If there's one piece of clothing that unites us all, it has to be jeans. Everyone, from wealthy fashionistas to construction workers, wears blue jeans. They can be dressed up, dressed down, or bedazzled to their owner's content.
It's no secret that fashion changes pretty drastically over time. Just look at these photos of high schoolers from 1969 - not much in common with today's teenagers, huh? But, despite all of the changes that fashion has experienced through the years, jeans have remained constant since the late 1800s. So, why haven't they faded away like other fashion trends?
The staying power of jeans has a lot to do with their strength and durability. While certain styles of jeans have come and gone, the pants themselves have always proved to be a reliable garment for any occasion. One of the biggest secrets to their durability lies in the little copper buttons on the corner of each pocket. Much like the extra tiny pockets on our jeans, we've always been curious as to the purpose of these metal buttons. Check out the images below to learn more about the surprising purpose they serve.

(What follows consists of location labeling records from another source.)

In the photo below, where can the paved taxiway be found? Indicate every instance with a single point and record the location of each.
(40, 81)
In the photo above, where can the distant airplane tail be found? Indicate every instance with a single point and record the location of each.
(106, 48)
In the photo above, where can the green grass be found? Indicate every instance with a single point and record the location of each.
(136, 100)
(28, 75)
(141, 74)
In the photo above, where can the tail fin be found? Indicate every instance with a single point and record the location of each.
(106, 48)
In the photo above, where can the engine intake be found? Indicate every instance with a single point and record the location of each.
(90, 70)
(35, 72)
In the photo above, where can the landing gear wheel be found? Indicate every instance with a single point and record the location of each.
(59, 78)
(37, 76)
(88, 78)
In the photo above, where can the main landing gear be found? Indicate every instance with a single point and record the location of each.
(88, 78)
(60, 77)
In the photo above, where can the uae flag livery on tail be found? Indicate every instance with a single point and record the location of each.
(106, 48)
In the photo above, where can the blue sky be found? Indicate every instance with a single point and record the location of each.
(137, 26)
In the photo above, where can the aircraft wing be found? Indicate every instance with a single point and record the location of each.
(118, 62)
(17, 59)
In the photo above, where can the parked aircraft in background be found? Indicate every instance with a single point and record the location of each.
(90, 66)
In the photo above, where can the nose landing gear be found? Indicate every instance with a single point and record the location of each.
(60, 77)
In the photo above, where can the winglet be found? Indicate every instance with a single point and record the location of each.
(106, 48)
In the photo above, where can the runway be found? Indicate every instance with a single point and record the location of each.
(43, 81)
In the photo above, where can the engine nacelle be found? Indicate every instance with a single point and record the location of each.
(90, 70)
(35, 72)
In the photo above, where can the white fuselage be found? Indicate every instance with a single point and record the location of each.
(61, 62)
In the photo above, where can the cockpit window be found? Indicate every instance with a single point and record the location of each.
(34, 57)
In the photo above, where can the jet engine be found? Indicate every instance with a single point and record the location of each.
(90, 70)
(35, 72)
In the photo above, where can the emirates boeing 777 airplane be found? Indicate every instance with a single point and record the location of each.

If you own a pair of jeans, chances are these rivets look familiar.
Whether your jeans are loose and baggy or tight and skinny, they have rivets just like every other pair.
But have you ever wondered what they're doing there?
To uncover the truth behind these mysterious rivets, we'll need to go all the way back to when riveted jeans were invented.
Back in the late 1800s, working men in San Francisco were in desperate need of durable pants.
That's when a tailor by the name of Jacob Davis changed clothing forever. In 1870, a woman entered his shop and asked if he could make a pair of pants for her husband. Since her husband was a woodcutter, the pants would need to be reinforced at certain key points with copper rivets to prevent rips and tears. The pants worked great, and, by 1871, Davis could hardly make the pants as fast as he was selling them.
At the time, Davis was purchasing all of his fabric from Levi Strauss & Co., a dry goods supplier in the area. Since he wasn't wealthy enough to patent the pants himself, Davis asked if they would provide the money he needed to file for a patent. Levi Strauss & Co. believed in his idea, and they successfully filed the patent in May of 1873.
From that point on, riveted jeans were here to stay. Jeans that don't rip are something we take for granted today, but in the late 1800s, they were revolutionary!
The places on jeans that receive more stress, like pocket corners and flys, are more prone to tearing. But it only takes one carefully positioned copper rivet to make things secure.
Take a close look at the rivets on your jeans and see what they have printed on them.
Since they were patented in 1873, rivets have become a vital part of the world's clothing industry.
Plus, even if you aren't doing hard labor like the men of 1800s San Francisco, you're probably grateful for the extra "rip insurance."